From the Polish point of view, these fragments of the book are very interesting, which mention to the place Dugin admits Poland and wider Central and east Europe. The views of the Russian thinker on this issue evolved. In 1998, first, Dugin gave 2 interviews to Polish authors. Grzegorz Górny from Frondy then and 21 years later to the author himself. From the beginning, adequate brutal constatation of the inability of the independent existence of Poland and this part of Europe as an area tormented by an irrefutable contradiction between Slavicism and Western Catholicism, to call on Poland over 2 decades later to be Polish. The Russian praises of doctrine Józef Hoene-WrońskiUnfortunately, 1 of the co-creators of the terrible messianism for Poland has not been developed. However, the thought of Central Europe itself as a separate region of civilization is surely worthy of attention, and reading these considerations we feel regret that the Russian philosopher pays more attention to it than the contemporary Polish thought dominated by the openly false dogma that Poland belongs to the West in all respect and that there is no better alternate for Poland from the West.

Meanwhile, Dugin's proposal to replace the flank or cordon sanitary with a belt of states and nations that are neither east nor west seems to fit much better with the concept of inter-mortar than its caricature versions proposed by the Compradorian elites ruling in Warsaw today, whose being Poland is invariably associated with following orders from 1 or another embassy. In this sense, even the instrumental function of the concept of Dugin in Russian politics suggested by Sikulski should not be taken with outrage, but as a sensible rooted in past and geography a political proposition modus vivendi. It would besides be interesting to accept the function of Russia as a watchman of the conventional order of the gendarme and to resign by Poland from playing a figure prone to martyrdom of the eternal militant for “our freedom and yours”, although Dugin does not mention the latter, alternatively falling into rather emotional praise of romanticist Polishness.

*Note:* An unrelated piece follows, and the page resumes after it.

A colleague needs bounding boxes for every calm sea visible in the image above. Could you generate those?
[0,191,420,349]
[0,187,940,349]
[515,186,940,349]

Whether the Dutch attempts to make theoretical bases of opposition against Anglo-Saxon globalism will win is, of course, a separate issue. In the War of Minds (this is simply a translation of the title created by Dugin of the multivolume cycle Noomachia) The Russian has already lost a daughter murdered in a bandit assassination, which shows that on the another side of these struggles are those who take the anticipation seriously. He himself evidently besides treats his own creation, and even his own life as a service to a greater work or mission.

The book besides contains a list of websites and a comprehensive bibliography in 2 alphabets and is besides a very useful compendium of cognition about the work of a large intellectual. Alexander Dugin appears in it as an ambiguous figure, in his somewhat feverish talk very Russian, as if looking for a desperate intellectual way to save the planet in the face of the impending catastrophe. Leszek Sikulski managed to keep a balance and cleric distance towards the hero, and specified a sober look with a hint of skepticism is very essential in our warm and full of intellectual traps of times.

Olaf Swolkień

Leszek Sykulski, “Political thought of Alexander Dugin”, Polish Geostrategic Society 2024, p. 236.